Sen. Edward M. Kennedy (D-Mass.) said:
"The power to declare war is the most solemn responsibility given to Congress by the Constitution. We must not delegate that responsibility to the president in advance." That sums up IWR. Congress delegated
THEIR OWN RESPONSIBILITY to the President. They tried to play both sides of the fence and not take a stand. I don't think the majority of the people who voted for the resolution wanted to murder so many Americans and Iraqis. Congress would have never outright declared war against Iraq. However, an invasion of Iraq is what we got through their "support of the President." They were chickens. They should have learned the lessons history has taught us:
http://www.usatoday.com/news/washington/2002-10-07-iraqvote-usat_x.htmThe year was 1964, and the vote was on the Gulf of Tonkin resolution, which authorized President Lyndon Johnson to retaliate for two allegedly unprovoked attacks on U.S. patrol boats off the coast of Vietnam. Johnson used the resolution to escalate a war that ended nine years later and cost the lives of 58,000 Americans.
Afterwards, questions were raised about whether the attacks were unprovoked; many lawmakers became convinced that Johnson misled them.

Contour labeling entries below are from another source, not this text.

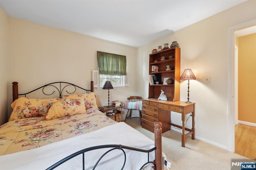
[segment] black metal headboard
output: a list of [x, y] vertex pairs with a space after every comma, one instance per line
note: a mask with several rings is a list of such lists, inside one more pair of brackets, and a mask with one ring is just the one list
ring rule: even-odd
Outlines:
[[[77, 85], [74, 85], [72, 83], [70, 83], [65, 82], [63, 81], [58, 81], [54, 83], [50, 83], [47, 84], [45, 85], [44, 85], [40, 87], [38, 87], [37, 89], [35, 89], [34, 90], [33, 90], [29, 92], [26, 93], [24, 94], [19, 94], [18, 92], [18, 83], [17, 82], [12, 82], [12, 99], [13, 101], [14, 101], [17, 99], [18, 98], [18, 96], [20, 95], [24, 95], [25, 97], [26, 97], [26, 95], [29, 94], [31, 93], [36, 91], [39, 89], [42, 89], [42, 92], [43, 94], [45, 95], [52, 95], [53, 93], [55, 92], [55, 90], [53, 90], [52, 92], [50, 93], [47, 93], [44, 91], [44, 88], [47, 87], [52, 86], [54, 87], [54, 89], [57, 89], [59, 93], [59, 97], [60, 98], [61, 98], [61, 97], [62, 95], [62, 92], [65, 88], [69, 86], [72, 86], [74, 87], [74, 91], [70, 92], [70, 91], [68, 91], [67, 90], [66, 90], [65, 91], [68, 94], [73, 94], [76, 90], [76, 88], [78, 88], [79, 89], [82, 89], [82, 90], [84, 90], [88, 93], [88, 92], [93, 92], [93, 81], [91, 81], [90, 82], [90, 86], [91, 89], [86, 89], [78, 86]], [[57, 87], [58, 86], [58, 87]]]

Dingell is among a handful of lawmakers who have been in Congress long enough to have voted with the overwhelming majority in favor of the Gulf of Tonkin resolution.
"I wanted to give the president the benefit of the doubt," Dingell says.
"I made a mistake."<snip>
As he weighs the Iraq resolution, Dingell says: "I've got to be very careful. I want to be sure we don't divide our country, as we did in Vietnam.
I want to be sure we don't get bogged down for God knows how many years, as we did in Vietnam."(Dingell voted AGAINST the resolution, BTW.)
What is so hypocritical about these Democrats (Harkin, Kerry, Rockefeller, Fritz Hollings, Chris Dodd, Biden, Daschle, even Gephardt) is that they voted AGAINST the Gulf War when Saddam actually made the OVERT MOVE of INVADING ANOTHER COUNTRY!
All Kerry has to do is admit he made the mistake of believing his President regarding his vote in favor of the IWR and this wouldn't even be an issue. His stubbornness in insisting he did the right thing only makes things worse. We know he was wrong. If he was less interested in his political future at the time of the vote and more interested in doing right by the American people, he would have, at the very LEAST, supported Levin's amendment.